The Greenland Sea is warming nearly 10 times faster than warming rates estimated for the rest of the global ocean, according to research from the Alfred Wegener Institute, Helmholtz Centre for Polar and Marine Research (AWI) in Germany.
To investigate climate change in the region, the scientists compiled temperature and salinity measurements taken in the Greenland Sea since 1993 and coupled the data with historical observations dating back to the 1950s.
Writing in the journal Geophysical Research Letters, the scientists report that in the past three decades the water temperatures in the Greenland Sea at depths of 2,000 meters down to the sea floor have risen by 0.3 degrees Celsius.

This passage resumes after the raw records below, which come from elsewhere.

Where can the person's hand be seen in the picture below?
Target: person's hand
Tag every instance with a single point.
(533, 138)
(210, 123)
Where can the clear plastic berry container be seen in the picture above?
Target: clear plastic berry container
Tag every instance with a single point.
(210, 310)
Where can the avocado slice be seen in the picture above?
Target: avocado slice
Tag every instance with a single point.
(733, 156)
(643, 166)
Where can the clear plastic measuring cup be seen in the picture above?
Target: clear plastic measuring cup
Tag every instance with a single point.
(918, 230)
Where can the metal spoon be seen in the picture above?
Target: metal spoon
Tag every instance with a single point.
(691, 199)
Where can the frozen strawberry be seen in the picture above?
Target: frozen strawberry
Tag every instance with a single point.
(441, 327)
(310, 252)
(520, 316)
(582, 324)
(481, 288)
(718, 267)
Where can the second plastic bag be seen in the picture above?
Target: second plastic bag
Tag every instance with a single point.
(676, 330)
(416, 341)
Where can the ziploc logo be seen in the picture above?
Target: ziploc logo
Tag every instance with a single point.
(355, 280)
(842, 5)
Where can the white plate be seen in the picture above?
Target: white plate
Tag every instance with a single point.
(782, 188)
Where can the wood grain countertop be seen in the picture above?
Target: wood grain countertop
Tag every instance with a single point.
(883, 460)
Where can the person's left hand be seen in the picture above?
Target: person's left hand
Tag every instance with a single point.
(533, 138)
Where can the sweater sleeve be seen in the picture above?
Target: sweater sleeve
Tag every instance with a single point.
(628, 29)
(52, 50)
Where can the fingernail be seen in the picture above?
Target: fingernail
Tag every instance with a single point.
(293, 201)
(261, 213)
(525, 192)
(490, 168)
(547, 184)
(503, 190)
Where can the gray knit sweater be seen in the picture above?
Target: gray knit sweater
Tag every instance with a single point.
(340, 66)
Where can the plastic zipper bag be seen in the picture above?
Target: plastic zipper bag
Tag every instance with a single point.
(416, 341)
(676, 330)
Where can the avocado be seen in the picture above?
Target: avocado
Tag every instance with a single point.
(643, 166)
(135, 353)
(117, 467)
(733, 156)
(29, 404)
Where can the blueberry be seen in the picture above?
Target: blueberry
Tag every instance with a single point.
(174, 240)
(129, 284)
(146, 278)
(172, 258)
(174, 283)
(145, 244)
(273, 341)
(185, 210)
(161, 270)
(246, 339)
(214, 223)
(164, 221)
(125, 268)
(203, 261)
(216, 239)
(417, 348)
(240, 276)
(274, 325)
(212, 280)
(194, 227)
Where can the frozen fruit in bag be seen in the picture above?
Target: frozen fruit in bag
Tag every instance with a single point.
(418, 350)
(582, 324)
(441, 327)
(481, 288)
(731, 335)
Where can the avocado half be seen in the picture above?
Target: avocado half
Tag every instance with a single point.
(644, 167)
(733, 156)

"This sounds like a small number, but we need to see this in relation to the large mass of water that has been warmed," AWI scientist and lead study author Raquel Somavilla Cabrillo said in a statement. "The amount of heat accumulated within the lowest 1.5 kilometers in the abyssal Greenland Sea would warm the atmosphere above Europe by 4 degrees centigrade. The Greenland Sea is just a small part of the global ocean. However, the observed increase of 0.3 degrees in the deep Greenland Sea is ten times higher than the temperature increase in the global ocean on average. For this reason, this area and the remaining less studied polar oceans need to be taken into consideration."
Somavilla Cabrillo and her colleagues suggest the warming is the result of the cooling by deep sea convection of very cold surface waters during winter paired with warming brought on by comparatively warm deep water from the Arctic Ocean.
"Until the early 1980s, the central Greenland Sea has been mixed from the top to the bottom by winter cooling at the surface making waters dense enough to reach the sea floor," Somavilla explained. "This transfer of cold water from the top to the bottom has not occurred in the last 30 years. However, relatively warm water continues to flow from the deep Arctic Ocean into the Greenland Sea. Cooling from above and warming through inflow are no longer balanced, and thus the Greenland Sea is progressively becoming warmer and warmer," she said.
Ursula Schauer, head of the Observational Oceanography Department at the Alfred Wegener Institute, said the modified ocean conditions allowed for unique research opportunities.
"We use these changes as a natural experiment. The warming allows us to calculate how much water flows from the deep central Arctic into the Greenland Sea," Schauer said. "We observe here a distinct restructuring of the Arctic Ocean. This is a very slow process, and its documentation requires long term observations."
Schauer added that the large volume the deep thermal inertia present there creates a powerful heat buffer for climate warming.
"If we want to understand the role of the deep ocean in the climate system, we need to expand the measurements to remote regions like the Arctic," Schauer said.